View gizmodyne's profile

gizmodyne

1763 posts in 2747 days


#6 posted 06-27-2007 04:31 PM

I second the call for the 1/3 rule. If you were doing 7/8” stock you could bump it up. At some point there would be little material left if the mortise were enlarged.

-- -John "Do I have to keep typing a smiley? Just assume it's a joke." www.flickr.com/photos/gizmodyne

View gizmodyne's profile

gizmodyne

1763 posts in 2747 days


#7 posted 06-27-2007 04:33 PM

Most of the strength of the joint is coming from the glue surface, which is not changing with thickness of tenon. Obviously a paper thin tenon is not desirable but yours are fine.

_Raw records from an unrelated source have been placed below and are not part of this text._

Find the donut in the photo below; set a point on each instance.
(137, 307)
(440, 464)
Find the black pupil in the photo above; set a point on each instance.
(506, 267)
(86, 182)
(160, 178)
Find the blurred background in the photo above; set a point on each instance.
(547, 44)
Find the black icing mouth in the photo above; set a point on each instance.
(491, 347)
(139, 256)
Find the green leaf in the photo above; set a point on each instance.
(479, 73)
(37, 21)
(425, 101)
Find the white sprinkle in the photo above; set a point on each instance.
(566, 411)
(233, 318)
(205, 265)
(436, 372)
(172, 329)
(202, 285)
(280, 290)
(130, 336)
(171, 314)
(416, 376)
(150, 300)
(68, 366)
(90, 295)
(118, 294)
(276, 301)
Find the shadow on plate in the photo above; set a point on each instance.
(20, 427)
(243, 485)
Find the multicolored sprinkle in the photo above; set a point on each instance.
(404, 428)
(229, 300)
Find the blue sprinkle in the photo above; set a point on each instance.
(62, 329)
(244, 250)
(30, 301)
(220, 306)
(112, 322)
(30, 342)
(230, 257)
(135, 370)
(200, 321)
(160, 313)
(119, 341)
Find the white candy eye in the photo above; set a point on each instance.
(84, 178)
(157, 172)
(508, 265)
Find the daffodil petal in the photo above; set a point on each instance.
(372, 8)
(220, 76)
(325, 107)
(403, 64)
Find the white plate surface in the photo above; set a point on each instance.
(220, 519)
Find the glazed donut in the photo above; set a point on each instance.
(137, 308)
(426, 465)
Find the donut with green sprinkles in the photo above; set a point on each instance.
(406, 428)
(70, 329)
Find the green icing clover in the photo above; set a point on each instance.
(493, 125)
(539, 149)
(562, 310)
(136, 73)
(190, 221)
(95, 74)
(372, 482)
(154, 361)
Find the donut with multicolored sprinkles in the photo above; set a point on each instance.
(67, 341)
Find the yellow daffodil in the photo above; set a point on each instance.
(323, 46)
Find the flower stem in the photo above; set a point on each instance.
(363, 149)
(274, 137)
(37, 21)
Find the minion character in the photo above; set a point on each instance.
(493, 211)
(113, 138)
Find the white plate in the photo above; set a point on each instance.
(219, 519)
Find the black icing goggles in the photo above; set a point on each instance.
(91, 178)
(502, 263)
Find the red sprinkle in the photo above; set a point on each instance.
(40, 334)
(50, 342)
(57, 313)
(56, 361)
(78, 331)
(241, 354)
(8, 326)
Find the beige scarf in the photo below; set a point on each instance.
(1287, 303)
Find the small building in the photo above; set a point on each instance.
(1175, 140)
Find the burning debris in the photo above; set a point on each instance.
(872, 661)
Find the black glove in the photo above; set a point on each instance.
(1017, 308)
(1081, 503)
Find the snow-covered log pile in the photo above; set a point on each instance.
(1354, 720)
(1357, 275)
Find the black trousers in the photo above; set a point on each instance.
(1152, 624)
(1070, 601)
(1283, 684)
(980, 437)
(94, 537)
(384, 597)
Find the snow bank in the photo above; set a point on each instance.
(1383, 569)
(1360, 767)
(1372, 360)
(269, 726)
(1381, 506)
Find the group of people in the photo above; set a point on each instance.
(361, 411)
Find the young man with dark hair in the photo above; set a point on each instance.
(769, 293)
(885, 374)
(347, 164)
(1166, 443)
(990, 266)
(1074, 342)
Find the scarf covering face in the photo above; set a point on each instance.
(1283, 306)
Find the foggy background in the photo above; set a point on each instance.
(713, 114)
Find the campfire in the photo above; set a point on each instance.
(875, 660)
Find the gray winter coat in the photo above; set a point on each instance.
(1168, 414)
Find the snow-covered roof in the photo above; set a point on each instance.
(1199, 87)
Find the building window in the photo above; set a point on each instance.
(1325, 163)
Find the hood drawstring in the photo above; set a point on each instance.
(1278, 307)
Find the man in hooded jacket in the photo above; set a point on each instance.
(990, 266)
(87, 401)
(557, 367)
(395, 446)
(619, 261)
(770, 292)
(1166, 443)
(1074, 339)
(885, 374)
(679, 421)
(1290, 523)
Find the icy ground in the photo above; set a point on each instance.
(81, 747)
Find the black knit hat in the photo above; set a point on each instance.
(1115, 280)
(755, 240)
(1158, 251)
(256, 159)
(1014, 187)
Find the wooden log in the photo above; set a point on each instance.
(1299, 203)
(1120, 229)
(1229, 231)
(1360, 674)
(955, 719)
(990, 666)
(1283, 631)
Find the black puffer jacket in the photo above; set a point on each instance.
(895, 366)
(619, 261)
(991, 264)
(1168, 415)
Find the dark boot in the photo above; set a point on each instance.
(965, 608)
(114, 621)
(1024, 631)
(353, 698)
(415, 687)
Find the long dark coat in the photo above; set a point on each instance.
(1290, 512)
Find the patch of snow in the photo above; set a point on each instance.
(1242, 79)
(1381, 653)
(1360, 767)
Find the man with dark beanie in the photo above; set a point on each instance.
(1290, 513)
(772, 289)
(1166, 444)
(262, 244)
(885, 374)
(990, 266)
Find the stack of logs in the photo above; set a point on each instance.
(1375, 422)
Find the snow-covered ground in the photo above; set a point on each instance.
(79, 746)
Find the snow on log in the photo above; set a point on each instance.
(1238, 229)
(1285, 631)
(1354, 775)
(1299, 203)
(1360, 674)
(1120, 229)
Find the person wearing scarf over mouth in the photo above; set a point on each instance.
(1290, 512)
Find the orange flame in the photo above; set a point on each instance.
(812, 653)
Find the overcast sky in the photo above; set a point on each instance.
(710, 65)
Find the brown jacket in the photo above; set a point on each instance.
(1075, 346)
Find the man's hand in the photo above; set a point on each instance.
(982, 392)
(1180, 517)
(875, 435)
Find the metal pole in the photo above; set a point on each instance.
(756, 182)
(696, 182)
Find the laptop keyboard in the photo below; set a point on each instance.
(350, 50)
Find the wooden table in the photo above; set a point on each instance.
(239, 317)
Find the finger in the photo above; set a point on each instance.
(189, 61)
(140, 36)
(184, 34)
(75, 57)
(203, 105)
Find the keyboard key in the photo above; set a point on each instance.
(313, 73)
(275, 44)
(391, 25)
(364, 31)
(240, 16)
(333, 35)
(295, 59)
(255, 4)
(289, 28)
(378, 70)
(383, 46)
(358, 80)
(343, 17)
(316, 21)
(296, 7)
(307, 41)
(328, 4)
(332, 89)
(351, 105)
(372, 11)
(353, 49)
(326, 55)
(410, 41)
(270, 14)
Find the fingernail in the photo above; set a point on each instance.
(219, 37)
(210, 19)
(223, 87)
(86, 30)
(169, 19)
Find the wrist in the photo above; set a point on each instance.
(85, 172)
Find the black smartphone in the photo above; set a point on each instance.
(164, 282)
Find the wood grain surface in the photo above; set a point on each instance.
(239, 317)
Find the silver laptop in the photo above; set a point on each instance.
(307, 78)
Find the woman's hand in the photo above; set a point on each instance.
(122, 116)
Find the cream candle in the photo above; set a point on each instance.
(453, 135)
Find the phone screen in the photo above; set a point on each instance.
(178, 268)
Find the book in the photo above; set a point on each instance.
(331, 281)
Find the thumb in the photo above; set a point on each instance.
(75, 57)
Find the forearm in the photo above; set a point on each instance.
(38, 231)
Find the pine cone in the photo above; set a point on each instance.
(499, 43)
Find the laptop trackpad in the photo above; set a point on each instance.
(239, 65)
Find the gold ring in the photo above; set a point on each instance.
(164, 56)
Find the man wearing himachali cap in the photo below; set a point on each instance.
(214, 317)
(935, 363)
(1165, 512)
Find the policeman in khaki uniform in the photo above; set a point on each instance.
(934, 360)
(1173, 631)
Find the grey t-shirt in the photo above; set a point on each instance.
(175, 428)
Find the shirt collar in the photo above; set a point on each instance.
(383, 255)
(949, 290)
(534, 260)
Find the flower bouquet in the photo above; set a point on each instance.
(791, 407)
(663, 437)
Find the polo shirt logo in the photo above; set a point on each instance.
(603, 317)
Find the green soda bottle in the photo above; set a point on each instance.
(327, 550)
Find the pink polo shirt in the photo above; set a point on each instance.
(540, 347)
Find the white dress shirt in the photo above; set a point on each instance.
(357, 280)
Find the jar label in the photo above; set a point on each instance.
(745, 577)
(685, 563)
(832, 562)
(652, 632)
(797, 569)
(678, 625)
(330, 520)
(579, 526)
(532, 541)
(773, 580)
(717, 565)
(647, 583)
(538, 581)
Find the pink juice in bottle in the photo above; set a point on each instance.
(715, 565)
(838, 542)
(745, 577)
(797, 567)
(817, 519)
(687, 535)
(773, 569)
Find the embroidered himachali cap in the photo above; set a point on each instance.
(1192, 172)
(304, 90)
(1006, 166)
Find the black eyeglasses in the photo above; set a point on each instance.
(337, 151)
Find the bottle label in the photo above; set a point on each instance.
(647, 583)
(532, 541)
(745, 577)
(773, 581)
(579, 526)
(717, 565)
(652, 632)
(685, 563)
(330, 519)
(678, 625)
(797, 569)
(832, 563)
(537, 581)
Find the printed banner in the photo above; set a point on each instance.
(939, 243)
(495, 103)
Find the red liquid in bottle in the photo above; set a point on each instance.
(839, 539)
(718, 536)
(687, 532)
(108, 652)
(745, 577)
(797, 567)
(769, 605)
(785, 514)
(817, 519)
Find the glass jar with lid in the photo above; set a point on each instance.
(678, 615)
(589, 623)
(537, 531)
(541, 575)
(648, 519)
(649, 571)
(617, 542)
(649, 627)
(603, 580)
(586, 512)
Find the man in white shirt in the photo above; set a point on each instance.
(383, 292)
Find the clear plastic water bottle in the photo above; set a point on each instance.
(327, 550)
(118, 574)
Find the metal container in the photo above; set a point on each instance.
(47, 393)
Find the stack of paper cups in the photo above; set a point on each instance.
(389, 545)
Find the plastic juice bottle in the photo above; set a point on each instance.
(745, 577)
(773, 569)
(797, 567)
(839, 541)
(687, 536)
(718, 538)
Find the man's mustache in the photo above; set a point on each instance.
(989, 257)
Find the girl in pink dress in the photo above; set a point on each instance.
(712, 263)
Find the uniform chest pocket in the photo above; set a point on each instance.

-- -John "Do I have to keep typing a smiley? Just assume it's a joke." www.flickr.com/photos/gizmodyne

View Dano's profile

Dano

222 posts in 2689 days


#8 posted 06-29-2007 02:43 AM

Karson,

Story boards are a fairly recent discovery of mine. I understand the concept but need to see how they are truly executed. I have seen them referenced in cabinet making and never thought about them for this project. Thanks for the reminder.

-- Dan in Central Oklahoma, Able to turn good wood into saw dust in the blink of an eye!